By Judy Harrison, BDN Staff

BANGOR, Maine — A Norridgewock man who admitted that he traded guns for drugs with a Massachusetts man was sentenced Thursday to 10 years in prison, the statutory maximum, in U.S. District Court.

U.S District Judge John Woodcock sternly rebuked Douglas Stebbins Jr., 28, as the defendant’s parents Douglas Stebbins Sr. and Holly Stebbins of Norridgewock held each other and wept behind their son.

Stebbins waived indictment and pleaded guilty in June 2010 to one count of being a felon in possession of a firearm after being arrested and charged in Massachusetts with unlawful possession of two firearms, according to court documents.

Two felony convictions in Maine — one for drug trafficking — prevented Stebbins from having guns.

“One of the circumstances I find most egregious,” Woodcock told Stebbins before imposing the sentence, “is that you used a straw man who was addicted to drugs to [buy] guns that were small, easily concealable weapons.”

That straw man was Williams C. Wheeler II, 30, of Skowhegan. He was sentenced in February to two years in federal prison for buying guns for another individual and lying on applications to buy firearms, according to court documents.

Wheeler told investigators he bought 16 guns for Stebbins, according to Supervising Assistant U.S. Attorney Todd Lowell. Stebbins had admitted to obtaining nine guns through Wheeler, his attorney, Matthew Erickson of Brewer, said Thursday.

“Just three of those guns have been recovered,” Woodcock said. “That means there are six to 13 guns loose on the streets of Massachusetts likely to cause substantial mischief and heartache.”

The judge told the defendant that the only thing in the case he found even more disturbing is the fact that while he was being held at the Piscataquis County Jail awaiting sentencing, Stebbins conspired with his girlfriend, Gretchen Gordon, 18, of Anson to smuggle Suboxone strips into the jail.

Gordon, Stebbins and two others were charged with attempted trafficking in prison contraband. Stebbins is scheduled to be sentenced on that charge Oct. 24 in Piscataquis County Superior Court, Woodcock said Thursday.

“If there was ever a time when a defendant was going to be good,” Woodcock chastised Stebbins, “it is while he is awaiting sentencing on a federal crime. But you and your girlfriend tried to smuggle drugs into the Picataquis County Jail. Even more shocking is that your girlfriend brought your 6-year-old daughter along when committing this crime.”

Gordon is not the girl’s mother, according to information revealed in court.

In closing, Woodcock told Stebbins he was lucky federal prosecutors had charged him with just one count of the crime. If not for the mandatory maximum sentence, Stebbins would have faced between 14 and 17½ years in federal prison the judge said.

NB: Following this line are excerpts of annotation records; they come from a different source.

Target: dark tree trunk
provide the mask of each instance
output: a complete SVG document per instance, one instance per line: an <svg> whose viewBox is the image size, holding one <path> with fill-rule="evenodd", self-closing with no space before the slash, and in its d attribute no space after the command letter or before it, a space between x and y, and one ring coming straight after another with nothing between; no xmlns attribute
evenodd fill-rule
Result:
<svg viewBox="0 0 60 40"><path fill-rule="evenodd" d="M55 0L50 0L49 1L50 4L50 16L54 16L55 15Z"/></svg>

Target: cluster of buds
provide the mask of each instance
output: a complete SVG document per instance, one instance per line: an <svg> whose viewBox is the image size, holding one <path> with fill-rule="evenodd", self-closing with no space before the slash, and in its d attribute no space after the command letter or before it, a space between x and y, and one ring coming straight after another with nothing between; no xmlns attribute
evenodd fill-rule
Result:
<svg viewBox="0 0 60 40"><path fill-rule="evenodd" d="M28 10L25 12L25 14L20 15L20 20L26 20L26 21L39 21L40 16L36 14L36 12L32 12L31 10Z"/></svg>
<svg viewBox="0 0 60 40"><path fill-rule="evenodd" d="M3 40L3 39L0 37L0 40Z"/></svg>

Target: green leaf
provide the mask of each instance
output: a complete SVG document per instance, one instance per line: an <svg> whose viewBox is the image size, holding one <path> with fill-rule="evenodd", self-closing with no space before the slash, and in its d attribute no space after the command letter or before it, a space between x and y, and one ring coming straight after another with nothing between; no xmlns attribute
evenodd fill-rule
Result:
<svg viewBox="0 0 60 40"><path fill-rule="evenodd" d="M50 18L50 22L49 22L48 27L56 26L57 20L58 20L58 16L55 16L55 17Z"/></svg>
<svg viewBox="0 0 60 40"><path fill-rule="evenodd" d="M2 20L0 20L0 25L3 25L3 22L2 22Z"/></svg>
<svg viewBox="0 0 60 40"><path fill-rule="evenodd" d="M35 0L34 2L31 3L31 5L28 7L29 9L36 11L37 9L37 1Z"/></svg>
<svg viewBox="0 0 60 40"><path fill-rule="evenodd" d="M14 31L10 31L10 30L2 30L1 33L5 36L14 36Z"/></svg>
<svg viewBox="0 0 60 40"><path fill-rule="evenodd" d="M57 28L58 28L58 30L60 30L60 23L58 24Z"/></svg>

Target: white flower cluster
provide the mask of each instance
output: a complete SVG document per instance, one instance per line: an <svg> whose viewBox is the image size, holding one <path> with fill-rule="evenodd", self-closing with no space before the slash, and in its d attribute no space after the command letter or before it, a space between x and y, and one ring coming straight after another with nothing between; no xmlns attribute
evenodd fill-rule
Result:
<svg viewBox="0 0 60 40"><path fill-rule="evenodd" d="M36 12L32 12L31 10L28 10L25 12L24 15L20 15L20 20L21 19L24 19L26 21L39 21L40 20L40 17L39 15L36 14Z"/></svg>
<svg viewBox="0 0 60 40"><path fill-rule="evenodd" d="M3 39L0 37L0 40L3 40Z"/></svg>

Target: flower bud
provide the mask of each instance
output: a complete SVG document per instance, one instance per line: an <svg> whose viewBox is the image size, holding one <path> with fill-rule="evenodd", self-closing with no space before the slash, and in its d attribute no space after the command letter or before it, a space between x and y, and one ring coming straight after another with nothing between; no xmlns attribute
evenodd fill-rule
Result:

Prosecutor Lowell recommended Stebbins serve 10 years. Defense attorney Erickson recommended he serve between 7½ and eight years due to his age.

Stebbins apologized to his family and emphatically stated that he would not appear before Woodcock again.

“I understand that what I did was wrong,” he said. “I understand that there are victims in this crime. I want to honestly say that I will never traffic drugs or guns again. I’m not going back to jail again. I’m going to learn a skill in jail and when I get out, be there for my daughter.”

Stebbins’ family did not address the court Thursday but did submit letters in support of him, which Woodcock said he had read and considered in deciding on the sentence.

Stebbins was arrested on Jan. 28, 2008, during a traffic stop in Holden, Mass., according to the prosecution version of events to which he pleaded guilty. He admitted that he intended to trade the guns with John Polydores, 28, of Worcester, Mass.

Information about the status of the Massachusetts case against Polydores was unavailable late Thursday. Before being returned to Maine in June 2010 to face federal charges, Stebbins was held at the Worster House of Corrections in West Boyston, Mass., according to court documents.